また、知っている者でも普通は攻撃に使おうとは考えない。
魔法の作用範囲は狭い。魔法で作ったものを遠くへ飛ばすことはできるが、発生させられる距離は非常に短かった。
どうしても使うなら槍で鍔迫り合いの際に使用する程度だろうが、木は電気を通さないので全て金属製、なおかつ手元は絶縁体、という特別仕様にする必要がある。
しかも継続的に電気を流すとなると、相当な心量が消費されてしまい割に合わない。
しかしクラマは、違法露店で銀の鞭を見て、これは使えると思った。
銀の電気伝導率は、あらゆる金属の中で最大である。
長く伸びる鞭は、遠くの敵へ減衰することなく電気を届かせることができる。
後は手元の握りをゴムにして、感電を防ぐ。
これに一瞬だけ電気を通すことで、少ない心量の消費で、大型獣をも一瞬で仕留める必殺の一撃が可能となった。
「もう降りても大丈夫。イエニア、すぐ起き上がるかもしれないから、とどめをお願い」
今回は銀の鞭から直接当てたわけではないので、威力は弱まっているはずだった。
イエニアは若干不安そうな顔をしながらも水浸しの床に降りて、一匹ずつ爪トカゲの首を狩った。
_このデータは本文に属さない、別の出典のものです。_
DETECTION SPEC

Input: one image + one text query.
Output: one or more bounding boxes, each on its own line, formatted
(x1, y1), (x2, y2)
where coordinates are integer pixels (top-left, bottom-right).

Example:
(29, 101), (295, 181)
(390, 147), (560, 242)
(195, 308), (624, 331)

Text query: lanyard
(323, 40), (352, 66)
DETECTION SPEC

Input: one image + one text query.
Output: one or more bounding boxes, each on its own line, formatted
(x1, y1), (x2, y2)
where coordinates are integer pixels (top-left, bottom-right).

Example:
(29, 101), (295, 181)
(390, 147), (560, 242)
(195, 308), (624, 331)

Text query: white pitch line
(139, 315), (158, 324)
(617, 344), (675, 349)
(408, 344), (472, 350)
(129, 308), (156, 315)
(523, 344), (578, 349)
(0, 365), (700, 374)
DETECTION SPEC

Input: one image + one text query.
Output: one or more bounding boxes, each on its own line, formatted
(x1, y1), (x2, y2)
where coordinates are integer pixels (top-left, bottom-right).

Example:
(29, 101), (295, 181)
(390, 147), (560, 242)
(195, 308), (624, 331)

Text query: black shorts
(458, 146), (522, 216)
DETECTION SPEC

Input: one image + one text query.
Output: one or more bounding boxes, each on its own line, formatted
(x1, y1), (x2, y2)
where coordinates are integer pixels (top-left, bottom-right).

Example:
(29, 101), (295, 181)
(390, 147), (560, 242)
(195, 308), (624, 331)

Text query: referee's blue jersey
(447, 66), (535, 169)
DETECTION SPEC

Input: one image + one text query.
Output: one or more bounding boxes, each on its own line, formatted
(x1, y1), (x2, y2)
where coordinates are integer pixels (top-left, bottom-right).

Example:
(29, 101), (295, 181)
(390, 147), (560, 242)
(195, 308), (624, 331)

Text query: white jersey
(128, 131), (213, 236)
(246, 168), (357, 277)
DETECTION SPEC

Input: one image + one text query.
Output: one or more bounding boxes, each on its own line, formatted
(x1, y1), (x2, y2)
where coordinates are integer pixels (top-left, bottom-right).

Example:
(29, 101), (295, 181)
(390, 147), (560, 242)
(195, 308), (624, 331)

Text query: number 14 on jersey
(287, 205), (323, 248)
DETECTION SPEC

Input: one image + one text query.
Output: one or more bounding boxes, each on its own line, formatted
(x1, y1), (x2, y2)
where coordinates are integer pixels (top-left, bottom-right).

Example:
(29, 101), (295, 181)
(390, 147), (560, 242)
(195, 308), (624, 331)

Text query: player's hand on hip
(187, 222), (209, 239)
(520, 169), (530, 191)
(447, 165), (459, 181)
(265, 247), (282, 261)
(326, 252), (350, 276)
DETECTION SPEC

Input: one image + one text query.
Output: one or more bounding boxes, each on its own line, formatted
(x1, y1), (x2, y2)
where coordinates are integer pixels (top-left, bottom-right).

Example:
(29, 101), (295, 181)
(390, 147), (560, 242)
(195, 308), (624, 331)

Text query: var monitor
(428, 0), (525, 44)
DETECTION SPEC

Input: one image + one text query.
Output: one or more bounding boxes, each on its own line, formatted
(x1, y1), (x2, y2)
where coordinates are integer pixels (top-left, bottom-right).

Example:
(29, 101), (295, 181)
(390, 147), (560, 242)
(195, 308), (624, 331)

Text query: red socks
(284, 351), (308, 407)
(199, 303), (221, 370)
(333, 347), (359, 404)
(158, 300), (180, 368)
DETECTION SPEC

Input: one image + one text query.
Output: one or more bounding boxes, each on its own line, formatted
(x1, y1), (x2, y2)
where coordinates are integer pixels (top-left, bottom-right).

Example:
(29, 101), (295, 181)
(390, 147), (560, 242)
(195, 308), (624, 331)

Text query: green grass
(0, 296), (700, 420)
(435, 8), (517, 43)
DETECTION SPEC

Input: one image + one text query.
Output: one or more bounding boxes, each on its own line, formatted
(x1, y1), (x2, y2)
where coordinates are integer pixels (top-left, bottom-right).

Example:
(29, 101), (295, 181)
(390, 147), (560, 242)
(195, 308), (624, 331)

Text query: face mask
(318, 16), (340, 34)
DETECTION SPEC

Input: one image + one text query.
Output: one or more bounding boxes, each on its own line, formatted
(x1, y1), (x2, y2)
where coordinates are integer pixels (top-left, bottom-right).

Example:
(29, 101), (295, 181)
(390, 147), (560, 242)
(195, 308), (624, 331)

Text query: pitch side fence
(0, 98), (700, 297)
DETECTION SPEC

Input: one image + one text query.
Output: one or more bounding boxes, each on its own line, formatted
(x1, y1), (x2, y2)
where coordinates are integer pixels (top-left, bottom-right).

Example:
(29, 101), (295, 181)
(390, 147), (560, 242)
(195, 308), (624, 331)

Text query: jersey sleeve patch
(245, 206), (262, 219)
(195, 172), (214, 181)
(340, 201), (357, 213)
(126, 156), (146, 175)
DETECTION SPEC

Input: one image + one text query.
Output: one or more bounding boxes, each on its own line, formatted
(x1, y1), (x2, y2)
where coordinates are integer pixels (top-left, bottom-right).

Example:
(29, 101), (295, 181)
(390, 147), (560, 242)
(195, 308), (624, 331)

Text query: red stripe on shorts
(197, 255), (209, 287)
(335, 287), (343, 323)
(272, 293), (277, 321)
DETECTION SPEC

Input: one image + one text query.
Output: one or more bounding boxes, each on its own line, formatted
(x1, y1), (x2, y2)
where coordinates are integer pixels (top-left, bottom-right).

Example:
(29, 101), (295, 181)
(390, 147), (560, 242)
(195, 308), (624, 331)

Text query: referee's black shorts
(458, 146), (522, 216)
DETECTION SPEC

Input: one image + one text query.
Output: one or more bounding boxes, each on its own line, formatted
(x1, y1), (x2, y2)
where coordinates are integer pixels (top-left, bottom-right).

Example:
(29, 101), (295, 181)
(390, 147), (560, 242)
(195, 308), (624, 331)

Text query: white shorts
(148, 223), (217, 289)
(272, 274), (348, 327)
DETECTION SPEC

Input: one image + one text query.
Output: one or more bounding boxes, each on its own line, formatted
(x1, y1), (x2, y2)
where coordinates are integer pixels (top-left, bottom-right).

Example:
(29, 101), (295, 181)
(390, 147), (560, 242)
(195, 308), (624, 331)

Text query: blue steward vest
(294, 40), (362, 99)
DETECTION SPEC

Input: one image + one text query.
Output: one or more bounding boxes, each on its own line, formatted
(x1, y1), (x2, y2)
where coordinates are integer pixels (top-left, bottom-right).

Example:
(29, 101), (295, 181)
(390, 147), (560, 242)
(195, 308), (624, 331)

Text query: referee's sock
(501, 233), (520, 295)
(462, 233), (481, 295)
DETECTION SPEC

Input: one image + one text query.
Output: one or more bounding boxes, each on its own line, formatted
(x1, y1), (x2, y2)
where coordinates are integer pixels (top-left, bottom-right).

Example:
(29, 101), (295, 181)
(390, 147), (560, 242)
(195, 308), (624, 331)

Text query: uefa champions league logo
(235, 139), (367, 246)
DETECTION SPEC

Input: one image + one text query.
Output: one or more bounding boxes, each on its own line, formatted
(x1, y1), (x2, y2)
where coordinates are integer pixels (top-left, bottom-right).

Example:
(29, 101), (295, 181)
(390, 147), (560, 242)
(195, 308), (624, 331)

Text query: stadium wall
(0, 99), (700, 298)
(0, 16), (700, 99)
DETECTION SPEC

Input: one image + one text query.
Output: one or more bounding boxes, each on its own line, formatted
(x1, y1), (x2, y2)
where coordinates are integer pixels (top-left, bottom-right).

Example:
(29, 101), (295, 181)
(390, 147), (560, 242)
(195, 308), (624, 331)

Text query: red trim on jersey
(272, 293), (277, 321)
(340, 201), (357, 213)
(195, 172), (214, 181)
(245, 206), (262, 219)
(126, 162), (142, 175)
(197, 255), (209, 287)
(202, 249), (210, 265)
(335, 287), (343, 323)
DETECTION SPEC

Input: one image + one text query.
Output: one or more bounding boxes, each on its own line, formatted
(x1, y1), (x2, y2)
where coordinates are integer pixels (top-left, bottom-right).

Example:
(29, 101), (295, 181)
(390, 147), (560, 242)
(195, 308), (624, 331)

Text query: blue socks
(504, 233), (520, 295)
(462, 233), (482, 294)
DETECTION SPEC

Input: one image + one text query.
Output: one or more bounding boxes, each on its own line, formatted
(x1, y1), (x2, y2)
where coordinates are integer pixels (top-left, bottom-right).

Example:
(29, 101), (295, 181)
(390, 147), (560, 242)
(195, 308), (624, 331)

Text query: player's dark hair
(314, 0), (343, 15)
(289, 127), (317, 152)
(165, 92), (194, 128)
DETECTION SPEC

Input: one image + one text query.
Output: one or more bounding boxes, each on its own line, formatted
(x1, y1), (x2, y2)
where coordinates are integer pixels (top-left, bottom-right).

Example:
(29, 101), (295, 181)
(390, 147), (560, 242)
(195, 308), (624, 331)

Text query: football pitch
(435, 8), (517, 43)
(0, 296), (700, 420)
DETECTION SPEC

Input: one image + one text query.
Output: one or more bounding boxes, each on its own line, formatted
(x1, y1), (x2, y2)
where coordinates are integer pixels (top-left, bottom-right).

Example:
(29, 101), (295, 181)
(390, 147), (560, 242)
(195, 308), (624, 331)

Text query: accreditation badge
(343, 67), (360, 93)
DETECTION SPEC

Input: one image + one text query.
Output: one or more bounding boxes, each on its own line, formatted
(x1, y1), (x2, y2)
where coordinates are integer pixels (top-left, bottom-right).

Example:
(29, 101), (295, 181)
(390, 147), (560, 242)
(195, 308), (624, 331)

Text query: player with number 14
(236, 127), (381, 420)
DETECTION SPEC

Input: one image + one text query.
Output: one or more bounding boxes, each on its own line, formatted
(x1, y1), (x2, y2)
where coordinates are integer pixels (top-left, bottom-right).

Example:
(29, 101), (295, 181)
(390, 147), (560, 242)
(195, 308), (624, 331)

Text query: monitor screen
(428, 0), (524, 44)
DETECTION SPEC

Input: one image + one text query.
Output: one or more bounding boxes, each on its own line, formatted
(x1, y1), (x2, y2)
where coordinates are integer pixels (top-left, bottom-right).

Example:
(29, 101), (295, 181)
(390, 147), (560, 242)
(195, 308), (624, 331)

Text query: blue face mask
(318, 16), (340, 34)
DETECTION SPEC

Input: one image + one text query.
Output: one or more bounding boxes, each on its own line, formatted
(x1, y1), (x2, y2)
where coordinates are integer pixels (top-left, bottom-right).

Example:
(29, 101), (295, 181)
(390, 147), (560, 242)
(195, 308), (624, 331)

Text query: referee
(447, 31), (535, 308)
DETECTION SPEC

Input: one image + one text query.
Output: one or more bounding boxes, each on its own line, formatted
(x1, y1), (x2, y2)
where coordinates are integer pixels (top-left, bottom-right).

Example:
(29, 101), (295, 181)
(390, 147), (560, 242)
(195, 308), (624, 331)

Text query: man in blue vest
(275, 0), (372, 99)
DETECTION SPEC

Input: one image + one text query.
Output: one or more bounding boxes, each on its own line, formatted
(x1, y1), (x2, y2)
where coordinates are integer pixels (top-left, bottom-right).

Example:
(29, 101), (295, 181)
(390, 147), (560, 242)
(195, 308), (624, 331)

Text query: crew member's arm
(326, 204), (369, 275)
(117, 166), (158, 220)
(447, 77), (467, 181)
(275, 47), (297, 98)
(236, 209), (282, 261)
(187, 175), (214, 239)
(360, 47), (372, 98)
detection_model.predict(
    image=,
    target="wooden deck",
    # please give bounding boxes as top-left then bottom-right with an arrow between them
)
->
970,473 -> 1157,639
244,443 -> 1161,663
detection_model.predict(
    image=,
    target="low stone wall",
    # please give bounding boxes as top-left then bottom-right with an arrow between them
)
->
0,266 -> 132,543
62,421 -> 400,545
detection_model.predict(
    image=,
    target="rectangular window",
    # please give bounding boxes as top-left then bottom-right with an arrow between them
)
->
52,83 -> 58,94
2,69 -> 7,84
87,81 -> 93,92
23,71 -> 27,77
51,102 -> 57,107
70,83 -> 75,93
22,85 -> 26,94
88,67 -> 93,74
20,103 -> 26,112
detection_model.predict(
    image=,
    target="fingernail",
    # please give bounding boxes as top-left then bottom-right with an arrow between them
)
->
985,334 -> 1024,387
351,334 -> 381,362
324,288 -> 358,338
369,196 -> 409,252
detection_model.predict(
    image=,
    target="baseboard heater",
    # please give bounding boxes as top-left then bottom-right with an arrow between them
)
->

その間、上ではクラマがようやく手当を受けることができていた。
上半身の服を脱いだクラマに、パフィーが包帯を巻く。
レイフがパフィーの胸当てを借りて解毒の魔法を使用した。
> レイフ 心量:420 → 390/500(-30)
パフィーは心量の使い道が多いため、緊急時でなければ、レイフが代わりに魔法具を使用することになっていた。
「これでよし……あっ!」
包帯を巻き終えたパフィーが声をあげた。
パフィーの視線の先はクラマの足。
ふくらはぎのあたりが引き裂かれ、血まみれになっていた。
鞭で引き上げられた際に、トカゲの爪が届いていたのだ。
「な、なんで言わないの!」
パフィーが慌てて手当をする。
「いやあ、気付かなかったね。でも言われてみると……あ、急に痛くなってきた。いたたた、いた、あ、パフィーそれちょっとマジいだだだだだあいいぃぃぃ!!」
パフィーは止血剤を振りまいて、傷口をギュッと縛った。
緊急事態においてはアドレナリンやエンドルフィン等の脳内物質の働きにより痛覚が抑えられるが、気が緩むと同時に痛覚は復活する。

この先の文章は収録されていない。